I've had to stay and do nothing for a few days so hopefully this will get better soon.
 
Thanks Marlene! I'm actually taking a lot of the same supplements for most of the same reasons you are (including LDN) but it has become overwhelming the last several months.

snowathlete... After learning several other people on another forum tested positive for Lyme, I was only tested in February for Lyme and then the co-infections in March. I wasn't really expecting it to come back positive.

My knee had had a ligament issue last fall that seemed to resolve over time with a brace and ice. The same knee started to really give me trouble right after I started taking the doxycycline.

I actually thought I had some type of herx reaction from they doxy since I felt like I went into a complete flare/crash. All of my joints hurt, including those in my hands and feet. I've been walking like an 80 year old with severe arthritis.
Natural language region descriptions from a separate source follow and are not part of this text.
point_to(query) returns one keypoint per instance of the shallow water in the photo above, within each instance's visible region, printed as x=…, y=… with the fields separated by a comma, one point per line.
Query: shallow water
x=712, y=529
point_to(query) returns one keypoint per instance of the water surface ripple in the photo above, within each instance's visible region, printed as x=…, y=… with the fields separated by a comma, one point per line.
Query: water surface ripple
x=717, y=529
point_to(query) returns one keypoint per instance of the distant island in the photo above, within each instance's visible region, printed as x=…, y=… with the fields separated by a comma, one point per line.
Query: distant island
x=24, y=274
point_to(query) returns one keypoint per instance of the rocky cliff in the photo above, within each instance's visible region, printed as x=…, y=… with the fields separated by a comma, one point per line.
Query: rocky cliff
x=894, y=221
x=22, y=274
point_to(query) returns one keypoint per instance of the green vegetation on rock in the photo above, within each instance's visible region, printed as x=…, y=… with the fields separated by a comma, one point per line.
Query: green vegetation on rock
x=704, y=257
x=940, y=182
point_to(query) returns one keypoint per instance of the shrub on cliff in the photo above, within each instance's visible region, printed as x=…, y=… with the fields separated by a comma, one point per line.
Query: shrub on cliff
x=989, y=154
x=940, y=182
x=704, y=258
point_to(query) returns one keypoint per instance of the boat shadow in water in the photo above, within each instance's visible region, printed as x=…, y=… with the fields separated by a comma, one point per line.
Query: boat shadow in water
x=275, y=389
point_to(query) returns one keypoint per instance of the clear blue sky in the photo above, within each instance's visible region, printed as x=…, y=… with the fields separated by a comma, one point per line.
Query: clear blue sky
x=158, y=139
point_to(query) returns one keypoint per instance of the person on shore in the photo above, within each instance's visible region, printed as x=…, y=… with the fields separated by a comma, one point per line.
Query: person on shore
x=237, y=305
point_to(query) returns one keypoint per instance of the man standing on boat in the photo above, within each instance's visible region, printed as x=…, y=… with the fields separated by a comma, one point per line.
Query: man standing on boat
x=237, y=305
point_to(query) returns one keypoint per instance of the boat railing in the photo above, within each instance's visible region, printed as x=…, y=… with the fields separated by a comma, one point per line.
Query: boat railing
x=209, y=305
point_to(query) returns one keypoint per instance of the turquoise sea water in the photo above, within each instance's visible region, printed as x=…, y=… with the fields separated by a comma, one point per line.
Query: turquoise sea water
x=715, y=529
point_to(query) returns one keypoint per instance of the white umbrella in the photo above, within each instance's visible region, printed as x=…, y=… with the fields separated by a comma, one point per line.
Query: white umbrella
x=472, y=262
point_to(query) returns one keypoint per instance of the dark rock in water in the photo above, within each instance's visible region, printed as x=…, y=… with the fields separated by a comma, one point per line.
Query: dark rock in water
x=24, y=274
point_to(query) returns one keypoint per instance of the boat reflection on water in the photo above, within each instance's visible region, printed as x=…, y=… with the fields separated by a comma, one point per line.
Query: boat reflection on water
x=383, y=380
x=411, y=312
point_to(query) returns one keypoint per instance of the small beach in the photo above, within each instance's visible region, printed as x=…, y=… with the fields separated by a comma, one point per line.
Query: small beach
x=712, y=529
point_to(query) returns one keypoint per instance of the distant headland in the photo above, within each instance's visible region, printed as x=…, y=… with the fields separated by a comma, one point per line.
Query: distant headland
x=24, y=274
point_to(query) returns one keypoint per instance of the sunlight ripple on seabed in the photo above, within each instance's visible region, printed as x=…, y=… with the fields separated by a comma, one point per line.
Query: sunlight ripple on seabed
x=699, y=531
Perhaps it is related to doxy. I know the doxy will hit Borrelia and Anaplasmosis but not Babesia.

I've had to stay and do nothing for a few days so hopefully this will get better soon.
You can try Cox 2 Tame supplement from Jarrow Formulas. Have a look at the customer reviews at iHerb. If you can interrupt the Cox2, prostglandine E2 will go down as well which is an inflammatory hormone often through the roof in Lymies and ME patients.